When Darwin deduced the theory of natural selection to explain the
adaptations in which he had previously seen the handiwork of God, he knew
that he was committing cultural murder. He understood immediately that
if natural selection explained adaptations, and evolution by descent were
true, then the argument from design was dead and all that went with it,
namely the existence of a personal god, free will, life after death,
immutable moral laws, and ultimate meaning in life. The immediate reactions
to Darwin's _On the Origin of Species_ exhibit, in addition to favorable
and admiring responses from a relatively few scientists, an understandable
fear and disgust that has never disappeared from Western culture.
William B. Provine "First Things" no. 6 (October 1990):23 cited from
"Evidence of Purpose" Continuum New York 1994 pg. 30

Cosmic teleology must be rejected by science....I do not think there is a
modern scientist left who still believes in it,"
Ernst Mayr, "Ideological Resistance" p. 131 cited from
"Evidence of Purpose" Continuum New York 1994 pg. 26

[Our descent] is a journey...of fear and wonder at an uncaring
universe and the prospect of death, of oneness with nature and
alienation from nature....Man's evolutionary journey has prepared him
to face life and the universe with acceptance in the face of meaning-
lessness and hope in the face of ignorance.
Steven D. Schafersman "Scientists Confront Creationists" pg. 243

Some shrink from the conclusion that the human species was not designed,
has no purpose, and is the product of mere mechanical mechanisms-but
this seems to be the message of evolution.
Douglas Futuyma "Science on Trial: The Case for Evolution", Pantheon,
1983, pp 12-13.

If you really accept evolution by natural selection, Provine says, you
soon find yourself face to face with a set of implications that under-
mine the fundamental assumptions of Western civilization:

o There are no gods or purposive forces in nature.

o There are no inherent moral or ethical laws to guide human society

o Human beings are complex machines that become ethical beings by way
of heredity and environmental influences, with environment playing
a somewhat smaller role than is commonly supposed.

o There is no free will in the traditional sense of being able to make
unpredictable choices.

o When we die, we die - finally and completely and forever.
from "The Faith of an Atheist" by George Liles, written about Cornell
Biology Prof.

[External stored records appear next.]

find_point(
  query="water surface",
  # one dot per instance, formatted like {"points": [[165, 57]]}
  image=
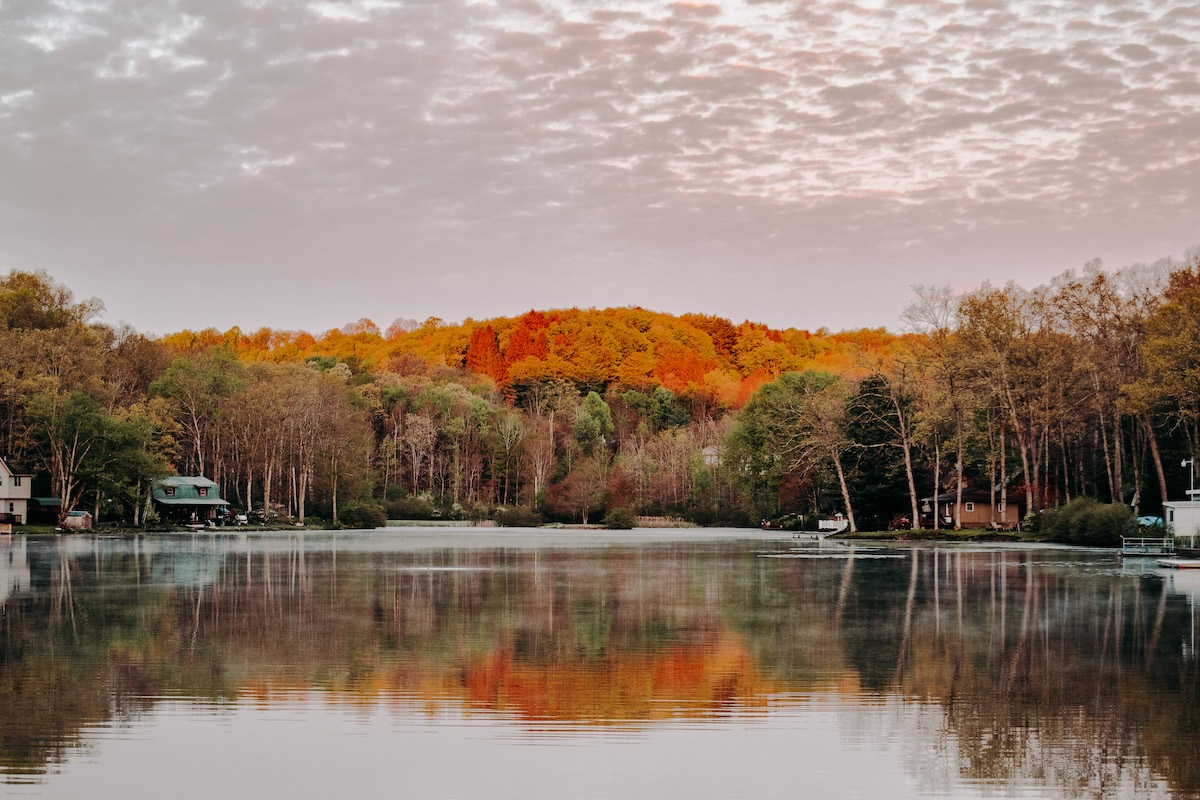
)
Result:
{"points": [[493, 663]]}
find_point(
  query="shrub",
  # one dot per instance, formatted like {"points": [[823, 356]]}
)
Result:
{"points": [[412, 509], [517, 517], [363, 515], [1086, 522], [619, 519]]}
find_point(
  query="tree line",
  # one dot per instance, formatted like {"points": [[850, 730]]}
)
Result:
{"points": [[1087, 386]]}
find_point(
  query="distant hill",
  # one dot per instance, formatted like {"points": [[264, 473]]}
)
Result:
{"points": [[634, 348]]}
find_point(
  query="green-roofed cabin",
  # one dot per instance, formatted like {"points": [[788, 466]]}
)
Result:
{"points": [[190, 500]]}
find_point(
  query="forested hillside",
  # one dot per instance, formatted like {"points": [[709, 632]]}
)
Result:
{"points": [[1087, 386]]}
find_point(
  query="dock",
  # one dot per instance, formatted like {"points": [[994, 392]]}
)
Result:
{"points": [[1180, 564], [1141, 546]]}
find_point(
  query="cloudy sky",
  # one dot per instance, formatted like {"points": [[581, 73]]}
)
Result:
{"points": [[802, 162]]}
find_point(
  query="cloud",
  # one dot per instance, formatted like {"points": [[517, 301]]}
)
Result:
{"points": [[664, 144]]}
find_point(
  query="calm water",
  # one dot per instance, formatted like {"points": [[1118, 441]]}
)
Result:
{"points": [[483, 663]]}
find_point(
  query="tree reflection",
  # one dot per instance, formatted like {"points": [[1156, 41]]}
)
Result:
{"points": [[1045, 667]]}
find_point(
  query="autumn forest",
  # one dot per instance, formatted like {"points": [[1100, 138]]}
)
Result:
{"points": [[1087, 386]]}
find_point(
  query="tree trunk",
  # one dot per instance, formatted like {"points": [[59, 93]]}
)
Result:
{"points": [[845, 488], [1156, 456]]}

William Provine. (who, by the way, has participated on this
reflector) "MD" Magazine, March, 1994 pg. 60

"The hypothesis of spontaneous generation and the allied carbon-theory are
of great importance in deciding the long-standing conflict between the
teleological (dualistic) and the mechanical (monistic) interpretation of
phenomena. Since Darwin gave us the key to the monistic explanation of
organization in his theory of selection forty years ago, it has become
possible for us to trace the splendid variety of orderly tendendcies of
the organic world to mechanical, natural causes, just as we could formerly
in the inorganic world alone. Hence the supernatural and telic forces, to
which the scientist had had recourse, have been rendered superfluous.
Ernst Haeckel, "The Riddle of the Universe", pg 258, translated by Joseph McCabe
Prometheus Books, 1992, Originally published: New York : Harper & Brothers,
1900
(also, "...the whole of the inorganic sciences have become purely mechanical
and at the same time purely atheistic. pg 260)

Evolutionists don't always go out of their way to make this point, though.
Philip Johnson cites Will Provine in his latesy book _Reason in the Balance_
"Consider the following fantasy: The National Academy of Sciences publishes
a position paper on science and religion stating that modern science leads
directly to atheism. What would happen to their funding?" op. cit. pg 189.